Iredell-Statesville Schools is among the grant recipients.

“Our public schools not only provide safe places for children to learn, but also healthy meals for students who sometimes face food insecurity at home,” Cooper said. “These grants will help more public schools provide breakfast for children in the classroom so they can start their day ready to learn and be successful.”

Public schools provide free- or reduced-price meals for children and nearly 60 percent of North Carolina public school students qualify for free- or reduced-price meals. Many children rely on these school meals for daily nutritional needs. Nearly one in six children in North Carolina live in households without consistent access to food.

These grants are part of the governor’s ongoing commitment to public education. Cooper has declared 2024 the “Year of Public Schools” and is spending this year highlighting North Carolina’s strong public schools, teachers and staff across the state to show the positive impacts of a well-funded public education system on the state’s economy and communities.

The school districts and charter schools receiving grant funds use the federal Community Eligibility Provision (CEP) to make school meals available to all students at no cost to their families. These districts and charter schools, which represent 258 public schools, were selected through a competitive grant program managed by the Carolina Hunger Initiative and the N.C. Alliance for Health.

“School meals are an instructional intervention,” said Lou Anne Crumpler, director of the Carolina Hunger Initiative. “From reducing chronic absenteeism to improving reading achievement, small changes in how school breakfast is served can make big impacts on student success. We appreciate Gov. Cooper’s commitment to providing access to healthy breakfast at school to more students.”

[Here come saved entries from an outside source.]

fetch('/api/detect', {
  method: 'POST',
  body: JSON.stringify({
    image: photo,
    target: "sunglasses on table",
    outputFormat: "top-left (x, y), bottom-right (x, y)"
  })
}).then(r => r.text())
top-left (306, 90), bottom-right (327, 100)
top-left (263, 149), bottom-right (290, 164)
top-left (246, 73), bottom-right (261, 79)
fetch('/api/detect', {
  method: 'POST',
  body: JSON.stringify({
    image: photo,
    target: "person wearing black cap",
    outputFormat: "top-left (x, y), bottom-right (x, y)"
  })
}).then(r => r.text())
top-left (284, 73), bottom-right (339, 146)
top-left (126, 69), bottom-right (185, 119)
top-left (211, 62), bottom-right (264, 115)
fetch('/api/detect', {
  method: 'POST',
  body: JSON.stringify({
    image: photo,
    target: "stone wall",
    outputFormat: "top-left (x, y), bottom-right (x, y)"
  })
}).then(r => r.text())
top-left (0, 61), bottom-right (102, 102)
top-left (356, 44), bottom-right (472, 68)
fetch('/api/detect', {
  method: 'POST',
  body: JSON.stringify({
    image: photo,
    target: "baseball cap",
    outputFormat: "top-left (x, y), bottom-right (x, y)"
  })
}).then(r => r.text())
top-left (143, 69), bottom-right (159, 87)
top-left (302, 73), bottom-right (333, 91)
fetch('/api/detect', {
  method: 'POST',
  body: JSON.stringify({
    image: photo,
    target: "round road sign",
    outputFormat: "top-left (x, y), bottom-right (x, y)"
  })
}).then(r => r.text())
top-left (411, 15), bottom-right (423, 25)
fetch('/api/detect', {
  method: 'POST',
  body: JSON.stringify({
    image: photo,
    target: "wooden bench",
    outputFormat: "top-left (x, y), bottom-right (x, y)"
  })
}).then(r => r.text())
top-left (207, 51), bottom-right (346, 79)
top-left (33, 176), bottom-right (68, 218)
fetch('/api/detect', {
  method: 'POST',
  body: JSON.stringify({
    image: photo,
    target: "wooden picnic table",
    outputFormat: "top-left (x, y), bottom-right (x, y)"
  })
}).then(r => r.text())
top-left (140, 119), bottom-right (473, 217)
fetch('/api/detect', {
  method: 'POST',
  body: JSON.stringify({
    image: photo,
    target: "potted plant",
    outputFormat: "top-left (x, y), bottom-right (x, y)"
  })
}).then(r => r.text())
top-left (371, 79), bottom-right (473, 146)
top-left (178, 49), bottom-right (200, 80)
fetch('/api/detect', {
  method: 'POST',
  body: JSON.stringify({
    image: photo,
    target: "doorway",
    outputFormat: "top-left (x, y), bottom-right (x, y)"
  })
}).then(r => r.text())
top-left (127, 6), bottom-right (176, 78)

“We know that hungry kids can’t learn,” added Morgan Wittman Gramann, executive director of the NC Alliance for Health. “These grants enable schools to find creative ways to make sure that every child has the nutrition that they need to focus on learning.”

The NC Innovative School Breakfast Grants will go to school districts and charter schools that implement innovative school breakfast models to expand student participation in school breakfast.

These models include Breakfast in the Classroom, Second Chance Breakfast, and Grab and Go Breakfast. Innovative school breakfast models have been shown to increase school breakfast participation, especially among students who qualify for free or reduced-price lunch.

Research shows that eating a healthy school breakfast and lunch improves student attendance, discipline, and academic performance.

The 42 grant awardees include school districts and charter schools statewide, from Cherokee County Schools in the west to Tyrrell County Schools in the east. Funds will be used to purchase kitchen equipment to increase meal prep capacity and serving equipment to more easily and efficiently distribute meals to students. Some programs have already started, and others will begin in the next school year.

All the selected schools participate in the Community Eligibility Provision (CEP) program, a federal program that provides free meals for all students in schools with high percentages of low-income and at-risk students. Many are participating in CEP for the first time this school year. These grants will allow districts to gain maximum access to federal reimbursement funds for free meals for students. Even when meals are available to students at no cost, barriers such as stigma, time, and location can prevent students from eating breakfast.